0

This should be extremely simple to people who know this, but I am not one of them. I searched a lot about multi-processing, but it makes me even more confused...

I need to process about 160 data files independently. I have some function to deal with data, say f(arg1,arg2). My computer's CPU is i7-3770 (4 cores 8 threads). I was wondering if I can open 8 iptyhon qt consoles to run this same function (by copying the function to each console) with different values for arg1 and arg2 in the same time?

Or is there a very very simple example of do such task by using multiprocessing in python?

I know very little about coding, I am merely using pandas, numpy and scipy to process data. I am using Anaconda as my python environment.

Thank you so much for help!

user3576212
  • 3,255
  • 9
  • 25
  • 33
  • Check the [`multiprocessing`](https://docs.python.org/2/library/multiprocessing.html) module. In particular read about [pool of workers](https://docs.python.org/2/library/multiprocessing.html#using-a-pool-of-workers). You don't have to run multiple qtconsoles to execute code in parallel just use [`Pool.map`](https://docs.python.org/2/library/multiprocessing.html#multiprocessing.pool.multiprocessing.Pool.map) – Bakuriu Apr 27 '14 at 18:53
  • thanks, i know i don't have to, but can i? because to me, that's the most straight way... – user3576212 Apr 27 '14 at 18:55

2 Answers2

3

The multiprocessing module is meant for this use case.

A simple complete example of its usage is:

import multiprocessing

def my_function(x):
    """The function you want to compute in parallel."""
    x += 1
    return x


if __name__ == '__main__':
    pool = multiprocessing.Pool()
    results = pool.map(my_function, [1,2,3,4,5,6])
    print(results)

The call pool.map will execute my_function with argument 1, then 2 etc but in parallel.

Note that my_function takes only one argument.
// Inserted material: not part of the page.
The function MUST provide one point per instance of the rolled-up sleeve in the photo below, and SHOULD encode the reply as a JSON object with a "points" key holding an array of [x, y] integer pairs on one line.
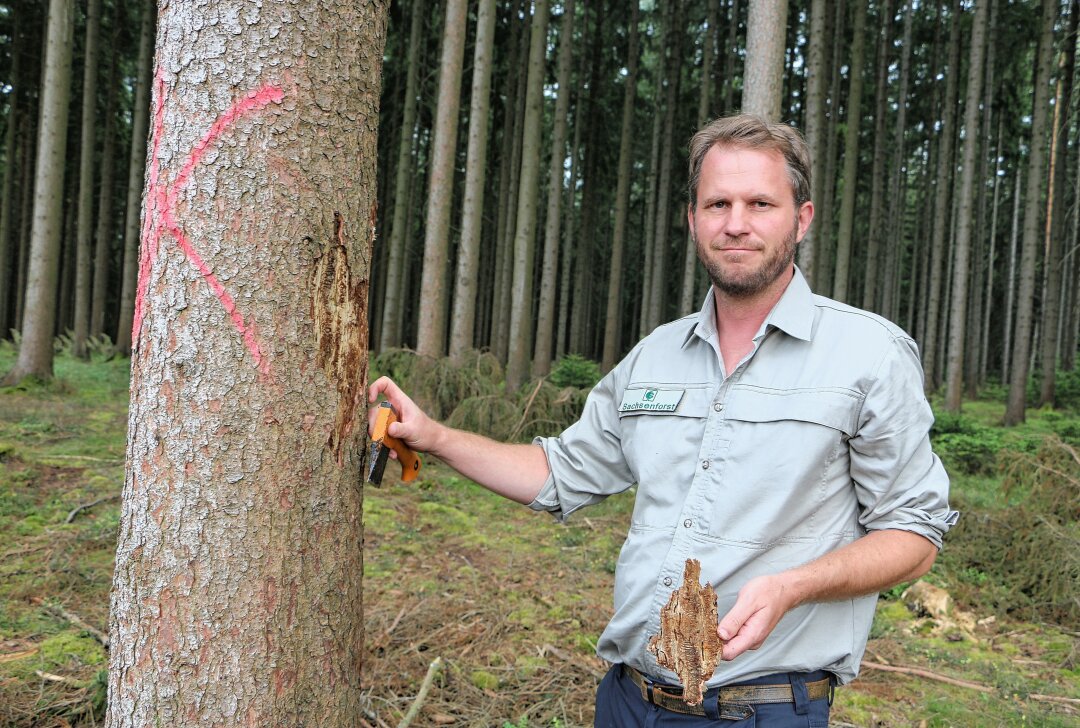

If you have a function f that takes n arguments simply write a function f_helper:

def f_helper(args):
    f(*args)

And pack the arguments into a tuple. For example:

results = pool.map(f_helper, [(1,2,3), (4,5,6), (7,8,9)])

is equivalent to:

[f(1, 2, 3), f(4, 5, 6), f(7, 8, 9)]

but the calls to f are executed in parallel.


Note: since the code will run in a different process, any side-effect of f wont be preserved. For example if you modify the original argument, the main process will not see this change. You have to think that the arguments are copied and passed to the child process, which computes the result which is again copied into the main process.

If the function you are trying to compute doesn't take long enough the copying of arguments and return value can take more time then running the code serially.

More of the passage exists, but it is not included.